OpenCompass/docs/en/user_guides/metrics.md

# Metric Calculation

In the evaluation phase, we typically select the corresponding evaluation metric strategy based on the characteristics of the dataset itself. The main criterion is the **type of standard answer**, generally including the following types:

- **Choice**: Common in classification tasks, judgment questions, and multiple-choice questions. Currently, this type of question dataset occupies the largest proportion, with datasets such as MMLU, CEval, etc. Accuracy is usually used as the evaluation standard-- `ACCEvaluator`.
- **Phrase**: Common in Q&A and reading comprehension tasks. This type of dataset mainly includes CLUE_CMRC, CLUE_DRCD, DROP datasets, etc. Matching rate is usually used as the evaluation standard--`EMEvaluator`.
- **Sentence**: Common in translation and generating pseudocode/command-line tasks, mainly including Flores, Summscreen, Govrepcrs, Iwdlt2017 datasets, etc. BLEU (Bilingual Evaluation Understudy) is usually used as the evaluation standard--`BleuEvaluator`.
- **Paragraph**: Common in text summary generation tasks, commonly used datasets mainly include Lcsts, TruthfulQA, Xsum datasets, etc. ROUGE (Recall-Oriented Understudy for Gisting Evaluation) is usually used as the evaluation standard--`RougeEvaluator`.
- **Code**: Common in code generation tasks, commonly used datasets mainly include Humaneval, MBPP datasets, etc. Execution pass rate and `pass@k` are usually used as the evaluation standard. At present, Opencompass supports `MBPPEvaluator` and `HumanEvalEvaluator`.

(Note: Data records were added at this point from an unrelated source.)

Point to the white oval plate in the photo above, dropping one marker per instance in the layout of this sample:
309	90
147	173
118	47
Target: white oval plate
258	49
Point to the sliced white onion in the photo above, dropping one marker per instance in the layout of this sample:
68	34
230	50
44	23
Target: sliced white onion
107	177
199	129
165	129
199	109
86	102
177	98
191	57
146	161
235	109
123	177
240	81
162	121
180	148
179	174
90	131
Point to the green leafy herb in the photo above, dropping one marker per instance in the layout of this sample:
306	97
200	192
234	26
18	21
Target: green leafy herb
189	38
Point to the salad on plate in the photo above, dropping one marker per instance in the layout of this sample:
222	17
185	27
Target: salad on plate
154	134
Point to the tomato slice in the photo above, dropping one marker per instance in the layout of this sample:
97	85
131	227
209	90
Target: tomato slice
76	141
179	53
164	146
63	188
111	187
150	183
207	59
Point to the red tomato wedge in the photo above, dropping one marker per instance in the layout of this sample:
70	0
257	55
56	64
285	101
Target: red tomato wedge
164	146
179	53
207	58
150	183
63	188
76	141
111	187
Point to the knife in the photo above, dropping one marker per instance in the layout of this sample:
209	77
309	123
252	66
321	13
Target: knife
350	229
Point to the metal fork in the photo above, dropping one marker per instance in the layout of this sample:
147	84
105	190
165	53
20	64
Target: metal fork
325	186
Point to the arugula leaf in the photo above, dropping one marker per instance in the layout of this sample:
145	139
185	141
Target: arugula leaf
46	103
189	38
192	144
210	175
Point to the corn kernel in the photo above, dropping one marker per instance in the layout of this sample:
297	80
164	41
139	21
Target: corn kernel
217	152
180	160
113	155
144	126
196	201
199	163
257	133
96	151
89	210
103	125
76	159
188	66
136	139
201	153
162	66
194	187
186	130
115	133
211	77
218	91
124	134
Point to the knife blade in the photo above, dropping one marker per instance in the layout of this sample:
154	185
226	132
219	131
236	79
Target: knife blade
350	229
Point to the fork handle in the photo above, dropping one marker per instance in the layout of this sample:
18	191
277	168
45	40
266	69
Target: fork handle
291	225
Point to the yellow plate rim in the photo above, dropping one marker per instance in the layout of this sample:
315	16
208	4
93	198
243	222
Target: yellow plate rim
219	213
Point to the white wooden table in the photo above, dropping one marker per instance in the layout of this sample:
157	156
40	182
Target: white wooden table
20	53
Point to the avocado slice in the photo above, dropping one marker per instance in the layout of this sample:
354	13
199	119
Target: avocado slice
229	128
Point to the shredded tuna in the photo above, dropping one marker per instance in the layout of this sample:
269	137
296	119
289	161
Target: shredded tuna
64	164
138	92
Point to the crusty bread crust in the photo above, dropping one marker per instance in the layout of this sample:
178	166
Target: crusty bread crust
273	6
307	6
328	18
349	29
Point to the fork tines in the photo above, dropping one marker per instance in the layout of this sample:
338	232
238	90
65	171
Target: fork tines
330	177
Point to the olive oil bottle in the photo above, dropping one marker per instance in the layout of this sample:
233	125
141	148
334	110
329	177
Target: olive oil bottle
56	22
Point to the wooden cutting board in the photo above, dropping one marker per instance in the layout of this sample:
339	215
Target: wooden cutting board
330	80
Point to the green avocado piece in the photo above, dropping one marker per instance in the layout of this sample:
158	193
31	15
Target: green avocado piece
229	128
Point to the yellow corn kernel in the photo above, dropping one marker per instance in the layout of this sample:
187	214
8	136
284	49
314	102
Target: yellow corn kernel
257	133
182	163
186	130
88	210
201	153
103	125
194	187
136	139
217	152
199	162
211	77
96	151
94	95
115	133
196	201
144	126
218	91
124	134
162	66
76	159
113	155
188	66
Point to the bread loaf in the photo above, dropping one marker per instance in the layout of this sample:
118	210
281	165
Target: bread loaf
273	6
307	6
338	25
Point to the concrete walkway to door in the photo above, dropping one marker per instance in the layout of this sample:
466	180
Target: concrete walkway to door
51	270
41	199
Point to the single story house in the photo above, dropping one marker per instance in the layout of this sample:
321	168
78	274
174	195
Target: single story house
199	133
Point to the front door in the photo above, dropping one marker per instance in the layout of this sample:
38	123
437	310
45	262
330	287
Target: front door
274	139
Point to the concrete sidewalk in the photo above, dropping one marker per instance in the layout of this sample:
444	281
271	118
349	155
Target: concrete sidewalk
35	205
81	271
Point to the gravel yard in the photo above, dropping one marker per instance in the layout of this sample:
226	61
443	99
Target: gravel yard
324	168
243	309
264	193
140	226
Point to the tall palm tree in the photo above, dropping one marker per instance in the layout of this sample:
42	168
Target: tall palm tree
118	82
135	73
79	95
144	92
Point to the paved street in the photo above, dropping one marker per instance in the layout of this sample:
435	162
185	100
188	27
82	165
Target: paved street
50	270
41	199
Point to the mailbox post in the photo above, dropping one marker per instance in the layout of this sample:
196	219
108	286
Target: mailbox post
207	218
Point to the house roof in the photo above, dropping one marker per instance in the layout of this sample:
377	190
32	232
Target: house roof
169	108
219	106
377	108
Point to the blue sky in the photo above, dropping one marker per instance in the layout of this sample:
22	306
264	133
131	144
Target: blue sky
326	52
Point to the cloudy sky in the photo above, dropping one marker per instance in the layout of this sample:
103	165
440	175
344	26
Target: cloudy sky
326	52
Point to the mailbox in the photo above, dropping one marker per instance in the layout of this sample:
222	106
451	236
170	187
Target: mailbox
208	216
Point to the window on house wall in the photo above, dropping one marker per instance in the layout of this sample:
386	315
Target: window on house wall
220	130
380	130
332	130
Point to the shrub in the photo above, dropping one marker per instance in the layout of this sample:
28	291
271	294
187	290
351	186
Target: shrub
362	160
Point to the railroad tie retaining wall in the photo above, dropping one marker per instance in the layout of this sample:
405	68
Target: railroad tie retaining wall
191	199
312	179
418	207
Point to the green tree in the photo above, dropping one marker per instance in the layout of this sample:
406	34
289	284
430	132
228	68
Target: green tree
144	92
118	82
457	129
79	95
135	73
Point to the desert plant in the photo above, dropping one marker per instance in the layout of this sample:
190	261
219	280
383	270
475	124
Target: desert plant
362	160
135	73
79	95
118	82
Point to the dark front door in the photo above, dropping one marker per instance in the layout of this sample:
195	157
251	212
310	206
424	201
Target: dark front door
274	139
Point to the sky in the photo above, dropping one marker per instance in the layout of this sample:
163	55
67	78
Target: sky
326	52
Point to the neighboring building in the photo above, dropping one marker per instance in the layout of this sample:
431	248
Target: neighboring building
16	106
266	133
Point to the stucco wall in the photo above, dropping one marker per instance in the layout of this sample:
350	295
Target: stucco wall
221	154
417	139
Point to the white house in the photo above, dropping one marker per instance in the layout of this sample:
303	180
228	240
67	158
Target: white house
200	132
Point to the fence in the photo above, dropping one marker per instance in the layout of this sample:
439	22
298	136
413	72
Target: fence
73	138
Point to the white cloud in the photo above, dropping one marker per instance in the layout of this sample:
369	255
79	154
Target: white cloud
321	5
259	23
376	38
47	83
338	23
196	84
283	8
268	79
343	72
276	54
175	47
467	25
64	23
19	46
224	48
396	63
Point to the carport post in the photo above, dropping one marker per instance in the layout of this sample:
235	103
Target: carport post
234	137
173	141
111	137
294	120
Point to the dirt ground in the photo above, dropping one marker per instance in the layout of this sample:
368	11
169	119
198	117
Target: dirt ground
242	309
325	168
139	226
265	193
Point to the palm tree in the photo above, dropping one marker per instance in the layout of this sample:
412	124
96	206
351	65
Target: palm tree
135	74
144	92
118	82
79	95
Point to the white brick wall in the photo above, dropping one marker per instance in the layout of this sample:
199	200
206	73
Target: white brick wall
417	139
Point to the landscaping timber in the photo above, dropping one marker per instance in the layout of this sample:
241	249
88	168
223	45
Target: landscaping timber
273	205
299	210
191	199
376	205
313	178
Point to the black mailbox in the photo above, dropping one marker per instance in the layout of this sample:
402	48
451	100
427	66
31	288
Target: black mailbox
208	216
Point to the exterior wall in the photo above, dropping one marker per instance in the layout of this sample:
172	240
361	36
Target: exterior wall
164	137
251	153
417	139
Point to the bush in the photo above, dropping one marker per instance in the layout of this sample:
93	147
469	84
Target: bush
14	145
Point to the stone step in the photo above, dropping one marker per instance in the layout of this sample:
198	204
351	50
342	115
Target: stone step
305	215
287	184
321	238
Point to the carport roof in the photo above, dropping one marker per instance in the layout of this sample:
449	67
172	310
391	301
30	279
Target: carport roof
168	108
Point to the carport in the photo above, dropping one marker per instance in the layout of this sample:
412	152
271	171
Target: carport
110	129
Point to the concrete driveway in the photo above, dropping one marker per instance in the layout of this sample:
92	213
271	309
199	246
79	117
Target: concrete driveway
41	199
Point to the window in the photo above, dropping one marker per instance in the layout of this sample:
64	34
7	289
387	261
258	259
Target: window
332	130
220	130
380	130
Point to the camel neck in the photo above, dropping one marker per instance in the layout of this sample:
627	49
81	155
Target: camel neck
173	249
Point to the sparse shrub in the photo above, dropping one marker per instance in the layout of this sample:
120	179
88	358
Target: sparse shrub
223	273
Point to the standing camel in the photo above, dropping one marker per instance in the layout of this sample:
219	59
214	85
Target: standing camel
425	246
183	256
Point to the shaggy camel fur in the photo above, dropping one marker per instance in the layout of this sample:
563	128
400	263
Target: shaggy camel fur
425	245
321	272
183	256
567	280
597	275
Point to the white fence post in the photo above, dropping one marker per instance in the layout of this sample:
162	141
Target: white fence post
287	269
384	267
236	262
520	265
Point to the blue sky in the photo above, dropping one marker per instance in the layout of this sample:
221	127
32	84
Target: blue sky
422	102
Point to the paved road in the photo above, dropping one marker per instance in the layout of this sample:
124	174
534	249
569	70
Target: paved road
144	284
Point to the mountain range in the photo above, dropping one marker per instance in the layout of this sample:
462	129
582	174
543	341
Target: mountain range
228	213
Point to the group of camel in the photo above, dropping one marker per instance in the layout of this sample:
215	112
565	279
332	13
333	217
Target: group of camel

There is also a type of **scoring-type** evaluation task without standard answers, such as judging whether the output of a model is toxic, which can directly use the related API service for scoring. At present, it supports `ToxicEvaluator`, and currently, the realtoxicityprompts dataset uses this evaluation method.

## Supported Evaluation Metrics

Currently, in OpenCompass, commonly used Evaluators are mainly located in the [`opencompass/openicl/icl_evaluator`](https://github.com/open-compass/opencompass/tree/main/opencompass/openicl/icl_evaluator) folder. There are also some dataset-specific indicators that are placed in parts of [`opencompass/datasets`](https://github.com/open-compass/opencompass/tree/main/opencompass/datasets). Below is a summary:

| Evaluation Strategy   | Evaluation Metrics   | Common Postprocessing Method | Datasets                                                             |
| --------------------- | -------------------- | ---------------------------- | -------------------------------------------------------------------- |
| `ACCEvaluator`        | Accuracy             | `first_capital_postprocess`  | agieval, ARC, bbh, mmlu, ceval, commonsenseqa, crowspairs, hellaswag |
| `EMEvaluator`         | Match Rate           | None, dataset-specific       | drop, CLUE_CMRC, CLUE_DRCD                                           |
| `BleuEvaluator`       | BLEU                 | None, `flores`               | flores, iwslt2017, summscreen, govrepcrs                             |
| `RougeEvaluator`      | ROUGE                | None, dataset-specific       | truthfulqa, Xsum, XLSum                                              |
| `JiebaRougeEvaluator` | ROUGE                | None, dataset-specific       | lcsts                                                                |
| `HumanEvalEvaluator`  | pass@k               | `humaneval_postprocess`      | humaneval_postprocess                                                |
| `MBPPEvaluator`       | Execution Pass Rate  | None                         | mbpp                                                                 |
| `ToxicEvaluator`      | PerspectiveAPI       | None                         | realtoxicityprompts                                                  |
| `AGIEvalEvaluator`    | Accuracy             | None                         | agieval                                                              |
| `AUCROCEvaluator`     | AUC-ROC              | None                         | jigsawmultilingual, civilcomments                                    |
| `MATHEvaluator`       | Accuracy             | `math_postprocess`           | math                                                                 |
| `MccEvaluator`        | Matthews Correlation | None                         | --                                                                   |
| `SquadEvaluator`      | F1-scores            | None                         | --                                                                   |

## How to Configure

The evaluation standard configuration is generally placed in the dataset configuration file, and the final xxdataset_eval_cfg will be passed to `dataset.infer_cfg` as an instantiation parameter.

Below is the definition of `govrepcrs_eval_cfg`, and you can refer to [configs/datasets/govrepcrs](https://github.com/open-compass/opencompass/tree/main/configs/datasets/govrepcrs).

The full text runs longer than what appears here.